SÃO PAULO, SP (FOLHAPRESS) - Foi com certa surpresa que o Festival de Berlim recebeu, há um ano, a notícia de que um filme falado em catalão havia vencido o Urso de Ouro, um dos prêmios mais cobiçados da cinematografia. Intimista, simples e pertencente a um universo cultural sem muita tradição na indústria, "Alcarràs" foi o campeão improvável.

Carla Simòn, sua diretora, tampouco esperava levar a honraria. Era apenas seu segundo longa-metragem, e a espanhola competia com as grifes Claire Denis, François Ozon e Hong Sang-soo. Jamais pensara, lá atrás, que o drama familiar filmado com gente comum, no meio de uma plantação de pêssegos, conquistaria tanta gente.

Bem lá no fundo, "Alcarràs" é uma história sobre temas universais, diz ela, apesar da roupagem bastante específica. Todo país tem uma agricultura, e toda família que trabalha com agricultura está ameaçada por avanços tecnológicos. E isso tem potencial de falar com muita gente.

Ela frisa, no entanto, que a alma do longa está na parentada protagonista e em seus dramas, os individuais e os compartilhados, sendo a plantação de pêssego ao redor apenas um canalizador de energias, frustrações e anseios.

Em "Alcarràs", uma família da zona rural da Catalunha se vê ameaçada quando o dono da propriedade onde moram e trabalham morre. Seus herdeiros, que têm pouca relação com os pêssegos cultivados ali, decidem vender a terra para uma empresa de painéis de energia solar, desencadeando uma crise no grupo que há gerações molda a identidade cultural daquele pedacinho no norte da Espanha.

Há o avô, que preparou o rebento para assumir a plantação e sofre em silêncio; o trio de irmãos, formado por um que se recusa a aceitar a mudança, outro que já assimilou a derrota e uma terceira que foi viver na cidade grande; as esposas, que complementam a renda fazendo compotas e doces, e os filhos de diferentes idades.

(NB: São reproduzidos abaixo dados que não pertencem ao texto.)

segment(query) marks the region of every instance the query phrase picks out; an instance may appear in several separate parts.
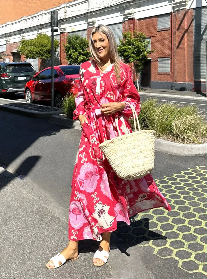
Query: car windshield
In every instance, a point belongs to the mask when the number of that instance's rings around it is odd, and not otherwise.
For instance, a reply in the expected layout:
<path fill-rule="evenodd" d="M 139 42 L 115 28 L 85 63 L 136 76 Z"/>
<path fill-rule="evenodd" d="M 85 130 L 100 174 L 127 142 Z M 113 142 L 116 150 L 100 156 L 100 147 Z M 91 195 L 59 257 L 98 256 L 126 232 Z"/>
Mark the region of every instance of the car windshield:
<path fill-rule="evenodd" d="M 63 71 L 66 76 L 68 74 L 78 74 L 80 71 L 80 66 L 78 65 L 74 66 L 66 65 L 60 67 Z"/>
<path fill-rule="evenodd" d="M 5 72 L 12 74 L 34 72 L 35 70 L 30 64 L 11 64 L 6 66 Z"/>

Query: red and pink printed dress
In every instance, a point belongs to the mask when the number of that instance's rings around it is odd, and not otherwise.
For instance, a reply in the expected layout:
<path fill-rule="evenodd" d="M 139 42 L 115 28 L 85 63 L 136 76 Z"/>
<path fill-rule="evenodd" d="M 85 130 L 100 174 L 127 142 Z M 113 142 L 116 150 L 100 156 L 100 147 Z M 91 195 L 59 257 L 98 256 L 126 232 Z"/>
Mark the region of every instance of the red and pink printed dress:
<path fill-rule="evenodd" d="M 85 62 L 81 67 L 73 119 L 84 114 L 88 124 L 83 124 L 72 180 L 69 240 L 100 240 L 102 233 L 115 230 L 118 221 L 129 225 L 129 217 L 137 213 L 162 206 L 171 209 L 151 174 L 130 181 L 119 178 L 98 147 L 104 141 L 117 136 L 116 115 L 122 134 L 131 132 L 128 119 L 132 113 L 127 105 L 123 111 L 105 116 L 100 109 L 102 104 L 126 101 L 138 114 L 140 110 L 140 97 L 131 68 L 121 63 L 120 73 L 118 85 L 112 64 L 102 73 L 94 61 Z"/>

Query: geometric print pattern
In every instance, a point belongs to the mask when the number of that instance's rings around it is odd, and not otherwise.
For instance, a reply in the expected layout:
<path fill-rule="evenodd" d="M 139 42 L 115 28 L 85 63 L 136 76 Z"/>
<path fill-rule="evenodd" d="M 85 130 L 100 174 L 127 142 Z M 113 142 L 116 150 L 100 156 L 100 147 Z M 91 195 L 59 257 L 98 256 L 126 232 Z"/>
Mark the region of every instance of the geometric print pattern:
<path fill-rule="evenodd" d="M 207 167 L 156 183 L 172 211 L 145 211 L 132 220 L 130 225 L 120 225 L 117 231 L 140 246 L 152 247 L 154 255 L 176 259 L 188 272 L 207 276 Z"/>

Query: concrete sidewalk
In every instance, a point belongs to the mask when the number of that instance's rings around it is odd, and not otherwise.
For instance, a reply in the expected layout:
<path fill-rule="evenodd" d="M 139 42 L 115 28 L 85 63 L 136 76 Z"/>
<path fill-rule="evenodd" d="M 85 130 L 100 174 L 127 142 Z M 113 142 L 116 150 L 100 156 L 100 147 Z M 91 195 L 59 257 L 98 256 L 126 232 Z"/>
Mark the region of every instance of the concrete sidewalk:
<path fill-rule="evenodd" d="M 53 111 L 51 107 L 37 104 L 29 104 L 19 101 L 0 98 L 0 110 L 40 118 L 50 117 L 62 113 L 62 109 L 54 107 Z"/>
<path fill-rule="evenodd" d="M 151 95 L 153 97 L 163 97 L 202 100 L 207 101 L 205 94 L 193 91 L 178 91 L 167 89 L 141 88 L 139 91 L 140 95 Z"/>

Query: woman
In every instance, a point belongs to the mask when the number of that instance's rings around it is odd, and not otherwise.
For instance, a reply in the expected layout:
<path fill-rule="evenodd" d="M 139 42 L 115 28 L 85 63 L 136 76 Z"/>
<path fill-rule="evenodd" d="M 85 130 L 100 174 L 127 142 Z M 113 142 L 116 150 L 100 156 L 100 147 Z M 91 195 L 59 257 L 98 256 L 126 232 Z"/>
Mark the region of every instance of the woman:
<path fill-rule="evenodd" d="M 95 28 L 90 47 L 94 60 L 81 66 L 74 114 L 82 130 L 72 182 L 69 242 L 47 264 L 49 269 L 77 259 L 79 241 L 89 239 L 101 241 L 93 262 L 103 265 L 109 258 L 111 234 L 117 229 L 118 222 L 129 225 L 129 217 L 143 210 L 161 206 L 171 209 L 150 174 L 134 181 L 124 180 L 117 176 L 100 151 L 100 143 L 117 136 L 116 116 L 122 134 L 131 132 L 128 120 L 131 110 L 121 102 L 130 103 L 137 113 L 140 102 L 131 69 L 120 60 L 110 29 L 102 24 Z"/>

"Alcarràs" é carregado pela harmonia e a tensão que exalam deles e, por isso, a busca pelos atores foi longa. Formado inteiramente por não profissionais, o elenco foi selecionado depois que Simòn recebeu 9.000 pessoas em audições na Catalunha. Inicialmente, ela queria parentes de verdade, mas acabou não encontrando o talento necessário num só clã.

O idioma catalão era visto como uma necessidade para garantir autenticidade ao projeto, por isso ela optou pelo uso de locais, e não de atores importados de regiões mais urbanizadas. Depois de escolhidos, eles passaram quatro meses em ensaios, a fim de criar a união familiar que a câmera, depois, captaria.

Para isso, Simòn pediu que todos encontrassem espaço em suas vidas "normais" para se reunirem com certa frequência e fazerem tarefas rotineiras juntos, como tomar café da manhã, ir às compras ou ajudar as crianças na lição de casa. Depois, ela simulou no set a história prévia dos personagens, montando cenas nunca gravadas a partir de fatos passados que só são mencionados no roteiro.

Foi trabalhoso, ela assume, mas claramente valeu a pena, não só pelos prêmios e festivais internacionais, mas também por ter mostrado uma história verídica e ignorada que se repete aos montes naquela região da Catalunha.

Nascida em Barcelona, Simòn também viveu algo semelhante. Aos seis anos, ela se mudou para o campo, nos arredores de Alcarràs, e foi revirando o passado que ela teve a ideia para o roteiro. A partir da morte de seu avô, a cineasta passou a questionar o que aconteceria se a memória coletiva que sua família construiu também morresse de uma hora para outra.

"Depois, tudo fluiu muito naturalmente, porque esse é um retrato real da minha família e de muitas outras", afirma, citando especificamente os painéis solares como uma das ameaças aos campos de pêssegos e outras frutas que colorem a região.

"Escolhi os painéis para o filme porque eu queria deixar essa discussão mais complexa. Eu não queria uma abordagem maniqueísta, do bem contra o mal. Há um bom motivo para que queiram expulsar aquelas famílias de lá, porque precisamos de energia limpa. Eu queria pôr o espectador nessa posição de compreender os dois lados, de questionar tudo o que vê."

Há ao menos mais um longa que Simòn pretende gravar na zona rural da Espanha, finalizando uma trilogia formada ainda por "Verão 1993", também premiado em Berlim, em 2017. As relações familiares seguirão no centro deste próximo projeto e, provavelmente, de outros.

Memória, história e comunidade são temas dos quais a cineasta não pretende fugir, mesmo que depois vá gravar uma ficção científica, diz.